Efficient algorithms for synthesizing T-count and T-depth optimal circuits

CQT Online Talks – Series: Computer Science Seminars

Speaker: Priyanka Mukhopadhyay, Institute for Quantum Computing and Department of Combinatorics and Optimization, University of Waterloo
Abstract: We investigate the problem of synthesizing T-count and T-depth optimal quantum circuits over the Clifford+T gate set. Our results can be summarized as follows.
1. We study the channel representation of exactly synthesizable unitaries. Our observations lead to compact representation of these channel representations and much more efficient algorithms for inverse, multiplication. These also pave the way for our heuristic algorithms.
2. Modifying the meet-in-the-middle (MITM) algorithm of Gosset et al. (2013) we introduce nested MITM technique that leads to provable algorithms for synthesizing T-count optimal circuits. Though we cannot avoid the exponential (in T-count) complexity, we get a space-time trade-off.
3. We apply the nested MITM technique to synthesize T-depth optimal circuits using channel representation of unitaries. We get a provable algorithm that has much less complexity than the provable algorithm of Amy et al.(2013). As a result, a task they take more than 4 days to complete, can be done by us in about 2 secs.
4. We design a polynomial (in T-count) complexity heuristic algorithm for synthesizing T-count optimal circuits. This is a significant improvement over any previous T-count-optimal synthesis algorithm. For example, we can synthesize the T-count optimal circuit for 4-qubit adder in about 7 mins with 1 core, while the parallel algorithm of Di Matteo and Mosca (2016) takes 12.5 hours with 4096 cores.
5. We design a quasi-polynomial complexity heuristic algorithm for synthesizing T-depth optimal circuits. We do not know whether the two conjectures can be derived from each other. With this we can synthesize previously unknown T-depth optimal circuits for many standard 3-qubit unitaries like Fredkin, Peres, Negated Toffoli, Quantum XOR in about 30 mins.

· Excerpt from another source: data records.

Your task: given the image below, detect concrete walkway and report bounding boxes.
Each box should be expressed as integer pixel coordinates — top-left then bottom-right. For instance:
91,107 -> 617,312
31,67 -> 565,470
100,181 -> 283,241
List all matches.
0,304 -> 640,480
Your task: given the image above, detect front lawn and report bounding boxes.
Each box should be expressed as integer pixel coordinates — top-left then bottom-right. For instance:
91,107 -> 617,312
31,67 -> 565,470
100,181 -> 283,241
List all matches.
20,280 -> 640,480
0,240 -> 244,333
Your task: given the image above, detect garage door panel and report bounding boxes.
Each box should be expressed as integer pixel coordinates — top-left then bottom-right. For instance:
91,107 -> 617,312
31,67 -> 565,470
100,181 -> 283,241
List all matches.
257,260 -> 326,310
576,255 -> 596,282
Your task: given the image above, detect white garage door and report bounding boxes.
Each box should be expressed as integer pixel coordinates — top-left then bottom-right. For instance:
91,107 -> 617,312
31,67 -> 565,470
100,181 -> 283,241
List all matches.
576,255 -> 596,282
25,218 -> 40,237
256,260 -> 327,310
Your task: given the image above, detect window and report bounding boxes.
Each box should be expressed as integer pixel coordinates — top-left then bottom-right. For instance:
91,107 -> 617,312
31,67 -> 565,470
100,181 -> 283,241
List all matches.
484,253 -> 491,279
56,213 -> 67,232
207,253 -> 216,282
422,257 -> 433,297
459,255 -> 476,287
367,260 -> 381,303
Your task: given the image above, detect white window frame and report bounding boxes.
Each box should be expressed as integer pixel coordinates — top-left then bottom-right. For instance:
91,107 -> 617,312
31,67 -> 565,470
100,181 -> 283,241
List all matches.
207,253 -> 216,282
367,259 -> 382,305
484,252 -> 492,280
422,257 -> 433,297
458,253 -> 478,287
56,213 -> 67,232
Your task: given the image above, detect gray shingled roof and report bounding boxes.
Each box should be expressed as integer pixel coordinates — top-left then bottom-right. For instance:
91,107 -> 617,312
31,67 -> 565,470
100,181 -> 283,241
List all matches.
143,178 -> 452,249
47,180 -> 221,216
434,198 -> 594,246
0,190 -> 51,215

The results in this talk combine the results from two of our papers: (1) A polynomial time and space heuristic algorithm for T-count (arXiv:2006.12440), authored by Michele Mosca and Priyanka Mukhopadhyay, and (2) A quasi-polynomial time heuristic algorithm for synthesizing T-depth optimal circuits (arXiv:2101.03142), authored by Vlad Gheorghiu, Michele Mosca and Priyanka Mukhopadhyay.